Well, then. What does one do with a true story wherein the actual historical facts are indeed too far-fetched to be believed? All I can do is report the facts as I found them, stick an endnote on it to provide a trail to the source and assure the reader that throughout this entire narrative, other than the conversation, I made up nothing. Although the history herein is offered as accurate, many times through the context of this book, you’ll sit back and ask, “How could that have possibly happened? Is that a product of imagination?” As the author, I feel obligated to answer the readers’ questions, but with this story, I can only tell you that I don’t know how these things happened, only that they did happen. Or at least one of the people involved said that it did happen. While I cannot say that some of the events are not a product of Philip Arnold or Asbury Harpending’s imagination, I can promise that I didn’t make it up.
One of the few I can explain is how Philip Arnold managed to make investors believe that he’d actually found an “American El Dorado.” The idea was not as fantastic in 1870 as it sounds to me and you. In the first place, who knew there was gold in California until it showed up at Sutter’s Mill in 1848? Who knew there was silver in Nevada until the Comstock Lode was discovered a decade later? So, then in 1870, who was to say that there were not diamonds to be found somewhere in the largely unexplored American West? And, if such a place did exist, human nature being what it is, everyone who was offered the opportunity would certainly want to be in on the ground floor. Add in the fact that Arnold had taken the trouble to have a San Francisco jeweler certify that his sample consisted of real diamonds and he was off and running. From there, the “great diamond hoax” became a viable concern, sustained by its own momentum.
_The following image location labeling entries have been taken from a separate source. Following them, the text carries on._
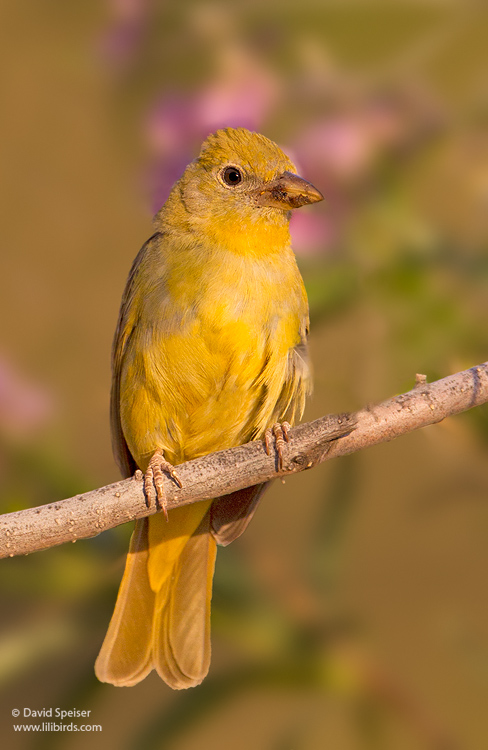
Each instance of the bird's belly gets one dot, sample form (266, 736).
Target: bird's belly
(193, 393)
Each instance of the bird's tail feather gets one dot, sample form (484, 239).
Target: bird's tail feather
(161, 618)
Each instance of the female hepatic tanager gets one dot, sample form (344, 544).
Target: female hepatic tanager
(210, 352)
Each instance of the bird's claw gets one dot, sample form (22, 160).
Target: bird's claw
(153, 479)
(280, 432)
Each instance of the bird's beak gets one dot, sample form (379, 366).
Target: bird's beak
(287, 191)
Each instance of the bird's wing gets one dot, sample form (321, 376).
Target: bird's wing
(231, 514)
(126, 325)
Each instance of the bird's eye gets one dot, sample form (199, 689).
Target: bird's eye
(231, 176)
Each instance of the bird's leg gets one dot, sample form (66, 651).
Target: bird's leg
(280, 432)
(153, 478)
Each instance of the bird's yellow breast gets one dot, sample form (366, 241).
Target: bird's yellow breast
(206, 369)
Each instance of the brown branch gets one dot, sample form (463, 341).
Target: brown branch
(219, 473)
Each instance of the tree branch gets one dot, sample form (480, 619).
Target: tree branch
(220, 473)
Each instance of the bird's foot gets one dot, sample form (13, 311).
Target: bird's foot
(280, 432)
(153, 479)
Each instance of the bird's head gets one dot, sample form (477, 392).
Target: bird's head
(242, 181)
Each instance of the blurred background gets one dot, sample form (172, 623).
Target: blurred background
(353, 614)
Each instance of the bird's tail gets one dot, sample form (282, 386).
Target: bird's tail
(162, 615)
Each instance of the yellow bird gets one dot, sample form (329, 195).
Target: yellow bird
(209, 353)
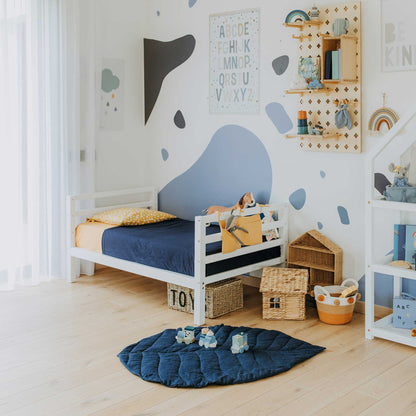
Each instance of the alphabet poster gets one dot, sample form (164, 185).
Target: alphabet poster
(398, 39)
(112, 94)
(234, 62)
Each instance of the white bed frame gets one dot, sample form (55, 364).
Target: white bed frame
(147, 197)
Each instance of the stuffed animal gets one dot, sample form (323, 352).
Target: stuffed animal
(246, 201)
(207, 338)
(317, 129)
(401, 174)
(314, 85)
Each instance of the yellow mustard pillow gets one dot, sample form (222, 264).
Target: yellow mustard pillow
(131, 216)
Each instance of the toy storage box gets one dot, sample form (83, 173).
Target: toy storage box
(221, 297)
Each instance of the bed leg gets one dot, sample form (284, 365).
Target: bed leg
(72, 269)
(199, 304)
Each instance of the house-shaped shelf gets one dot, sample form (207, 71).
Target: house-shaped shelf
(320, 255)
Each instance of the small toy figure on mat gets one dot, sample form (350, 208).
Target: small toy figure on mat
(342, 116)
(246, 201)
(400, 174)
(207, 338)
(186, 335)
(239, 343)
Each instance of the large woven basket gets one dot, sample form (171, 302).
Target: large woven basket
(220, 298)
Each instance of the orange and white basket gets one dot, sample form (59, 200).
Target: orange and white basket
(331, 308)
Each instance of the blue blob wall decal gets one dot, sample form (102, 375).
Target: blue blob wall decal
(179, 120)
(160, 58)
(280, 64)
(298, 199)
(165, 155)
(279, 117)
(343, 215)
(234, 162)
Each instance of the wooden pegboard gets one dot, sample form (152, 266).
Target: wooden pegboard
(320, 106)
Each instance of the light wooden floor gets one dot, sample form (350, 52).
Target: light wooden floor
(59, 341)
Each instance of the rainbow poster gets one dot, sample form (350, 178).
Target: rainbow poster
(234, 62)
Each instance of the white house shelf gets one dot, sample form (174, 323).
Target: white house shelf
(384, 328)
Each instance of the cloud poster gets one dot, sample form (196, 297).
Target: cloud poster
(234, 62)
(112, 94)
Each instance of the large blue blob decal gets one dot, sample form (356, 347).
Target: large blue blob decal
(234, 162)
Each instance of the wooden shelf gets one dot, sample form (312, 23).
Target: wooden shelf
(310, 265)
(314, 136)
(401, 206)
(320, 249)
(309, 91)
(301, 25)
(348, 45)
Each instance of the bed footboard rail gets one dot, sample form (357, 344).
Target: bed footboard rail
(281, 211)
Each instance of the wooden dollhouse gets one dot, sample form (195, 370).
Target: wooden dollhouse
(321, 256)
(284, 293)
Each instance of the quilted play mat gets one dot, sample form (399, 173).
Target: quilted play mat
(161, 359)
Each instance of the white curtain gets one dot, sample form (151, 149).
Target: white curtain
(39, 136)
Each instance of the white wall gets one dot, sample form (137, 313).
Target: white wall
(132, 157)
(121, 156)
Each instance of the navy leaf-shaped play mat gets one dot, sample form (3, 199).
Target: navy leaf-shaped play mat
(161, 359)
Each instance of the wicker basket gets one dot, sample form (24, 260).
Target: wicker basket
(332, 309)
(284, 293)
(220, 298)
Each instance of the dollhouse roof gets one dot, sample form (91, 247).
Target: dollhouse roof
(315, 239)
(284, 281)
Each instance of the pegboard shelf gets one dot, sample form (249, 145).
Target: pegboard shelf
(314, 136)
(309, 91)
(320, 106)
(301, 25)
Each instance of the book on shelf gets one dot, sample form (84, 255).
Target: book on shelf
(339, 63)
(410, 244)
(399, 251)
(328, 65)
(335, 65)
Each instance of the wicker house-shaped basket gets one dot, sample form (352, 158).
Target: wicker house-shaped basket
(284, 293)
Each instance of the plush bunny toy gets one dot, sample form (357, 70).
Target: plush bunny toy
(246, 201)
(401, 174)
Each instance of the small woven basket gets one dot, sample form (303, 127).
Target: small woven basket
(220, 298)
(284, 293)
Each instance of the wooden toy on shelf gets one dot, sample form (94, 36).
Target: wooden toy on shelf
(207, 338)
(284, 293)
(239, 343)
(320, 255)
(186, 335)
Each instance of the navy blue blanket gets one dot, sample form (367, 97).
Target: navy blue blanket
(169, 245)
(161, 359)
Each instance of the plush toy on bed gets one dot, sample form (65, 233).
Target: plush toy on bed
(246, 201)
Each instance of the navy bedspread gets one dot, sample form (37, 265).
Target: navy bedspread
(169, 245)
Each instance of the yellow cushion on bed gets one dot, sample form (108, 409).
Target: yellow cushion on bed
(131, 216)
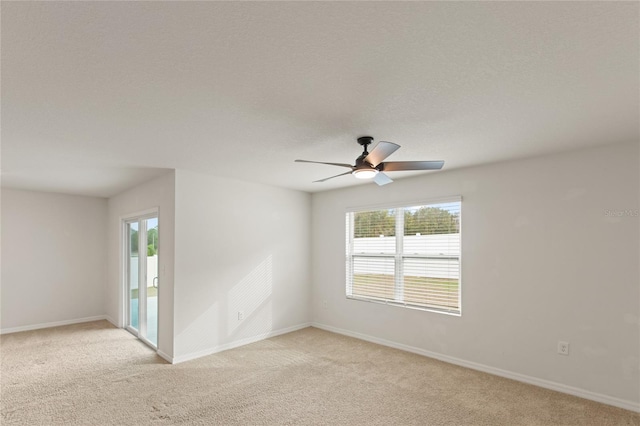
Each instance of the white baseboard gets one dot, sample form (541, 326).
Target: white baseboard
(164, 356)
(52, 324)
(547, 384)
(234, 344)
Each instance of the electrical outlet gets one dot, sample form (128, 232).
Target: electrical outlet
(563, 348)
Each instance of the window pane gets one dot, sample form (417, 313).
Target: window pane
(432, 282)
(373, 277)
(418, 266)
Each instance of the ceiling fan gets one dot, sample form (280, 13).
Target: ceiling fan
(371, 165)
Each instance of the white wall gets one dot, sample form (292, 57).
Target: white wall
(541, 262)
(54, 258)
(239, 247)
(157, 193)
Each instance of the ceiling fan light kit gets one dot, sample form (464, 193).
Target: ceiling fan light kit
(365, 173)
(371, 165)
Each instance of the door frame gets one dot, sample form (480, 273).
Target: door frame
(124, 271)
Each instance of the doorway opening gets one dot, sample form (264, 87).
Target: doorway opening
(141, 277)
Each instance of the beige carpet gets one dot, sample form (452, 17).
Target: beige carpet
(95, 374)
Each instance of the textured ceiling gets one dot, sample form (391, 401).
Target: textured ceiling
(98, 96)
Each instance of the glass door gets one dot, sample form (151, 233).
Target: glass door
(142, 278)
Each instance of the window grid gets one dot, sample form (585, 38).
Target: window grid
(406, 268)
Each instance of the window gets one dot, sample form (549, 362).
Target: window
(406, 256)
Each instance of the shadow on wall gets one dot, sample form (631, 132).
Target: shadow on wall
(249, 311)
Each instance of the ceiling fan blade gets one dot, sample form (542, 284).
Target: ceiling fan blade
(394, 166)
(330, 164)
(382, 179)
(341, 174)
(380, 152)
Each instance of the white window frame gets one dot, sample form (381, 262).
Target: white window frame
(398, 256)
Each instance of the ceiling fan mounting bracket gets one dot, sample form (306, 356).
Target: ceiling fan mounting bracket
(365, 140)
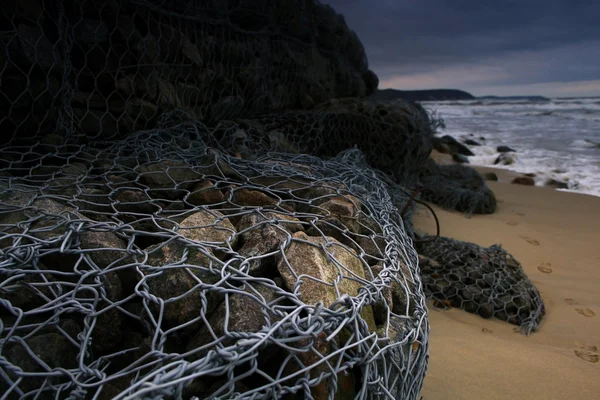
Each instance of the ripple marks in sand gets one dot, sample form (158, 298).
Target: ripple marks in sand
(588, 353)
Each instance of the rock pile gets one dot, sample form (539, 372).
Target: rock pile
(119, 65)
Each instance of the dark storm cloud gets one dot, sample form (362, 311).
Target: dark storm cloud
(559, 40)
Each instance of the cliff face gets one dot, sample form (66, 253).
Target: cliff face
(422, 95)
(120, 65)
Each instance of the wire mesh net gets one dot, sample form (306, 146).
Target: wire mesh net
(160, 267)
(485, 281)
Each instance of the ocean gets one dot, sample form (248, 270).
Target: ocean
(555, 139)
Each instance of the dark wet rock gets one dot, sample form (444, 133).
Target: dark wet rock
(181, 289)
(556, 184)
(505, 159)
(452, 145)
(504, 149)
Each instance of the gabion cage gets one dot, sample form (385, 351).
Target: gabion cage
(158, 267)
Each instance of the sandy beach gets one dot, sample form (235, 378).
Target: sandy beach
(556, 237)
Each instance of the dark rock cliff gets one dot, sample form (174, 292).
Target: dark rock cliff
(120, 65)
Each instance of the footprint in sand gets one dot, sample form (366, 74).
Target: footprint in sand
(545, 268)
(586, 312)
(588, 353)
(531, 241)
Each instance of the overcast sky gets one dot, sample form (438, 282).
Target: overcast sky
(498, 47)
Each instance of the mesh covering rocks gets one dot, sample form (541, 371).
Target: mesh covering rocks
(160, 267)
(485, 281)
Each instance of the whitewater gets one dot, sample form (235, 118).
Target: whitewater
(555, 139)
Two aspects of the story that struck me as most interesting are worth a mention here. I agree with Asbury Harpending that if Philip Arnold had elected to go on the stage, he would have without question been one of the greatest actors of the 19th century. He played his part perfectly every step of the process, educated himself sufficiently to locate a feasible diamond field, acceded to the investors’ demands when proper and made his own demands when he could get away with it. The other, even more remarkable, is how he managed to keep a straight face through some of the events, such as when Mr. Tiffany produced his evaluation of the diamond sample he examined at $150,000. By extension, that meant that the last haul from the diamond field was worth $1,500,000! It would take a great actor to swallow that while knowing he’d invested only about $8,000 in the entire package.
So, here’s the story of the great diamond hoax. Enjoy it as you shake your head and observe, along with Shakespeare’s Puck, “What fools these mortals be.”
Wednesday, November 30, 1870[i]
San Francisco, California
San Francisco’s famous fog crept slowly up from the bay, first filling the low spots, then obscuring the mud, then enveloping the board sidewalks and eventually swallowing the buildings and the entire landscape. Through the swirling mist and rain two huddled figures walked east on California Street.
“I hate bein’ in town,” said the shorter man. “It stinks.”
“Well, you don’t smell none too pretty yourself,” commented the other. Unconsciously, he patted the bulge beneath his coat to insure himself that his precious cargo was still there. After a few steps, he added, “I agree with you though, John. I ‘specially hate this town – you can’t tell if it’s winter or summer around here. I can stand fog and I can stand rain, but the two of ‘em together is almost too much.”
The other man grunted. “Wanna go back to Kentucky, Cousin?”
Again he patted the lump at his waist. “If my plan works out, we’ll be home again soon enough.” They walked a few steps in silence before he added, “And in grand style, too.”
‘”Do you really think they’ll go for it, Phil? These California investment boys didn’t get to be as rich as they are by bein’ fools, you know.”
“You’re right, they ain’t fools. But George Roberts did get to be a millionaire by recognizin’ an opportunity when he sees one and not bein’ slow to jump in. Besides, greed is one of mankind’s great motivators and I’m sure that how many ever millions he’s got ain’t enough. In addition, I’ve gone to some trouble to make sure that what we’ve been out in the wilds doin’ ain’t no big secret.”
“As grubby as we smell and look, it’d be hard to keep anybody from suspectin’ that we’ve been out prospectin’. Why did you have to wait ‘til this time of night? A man could get robbed, you know.” John Slack glanced anxiously around into the mist.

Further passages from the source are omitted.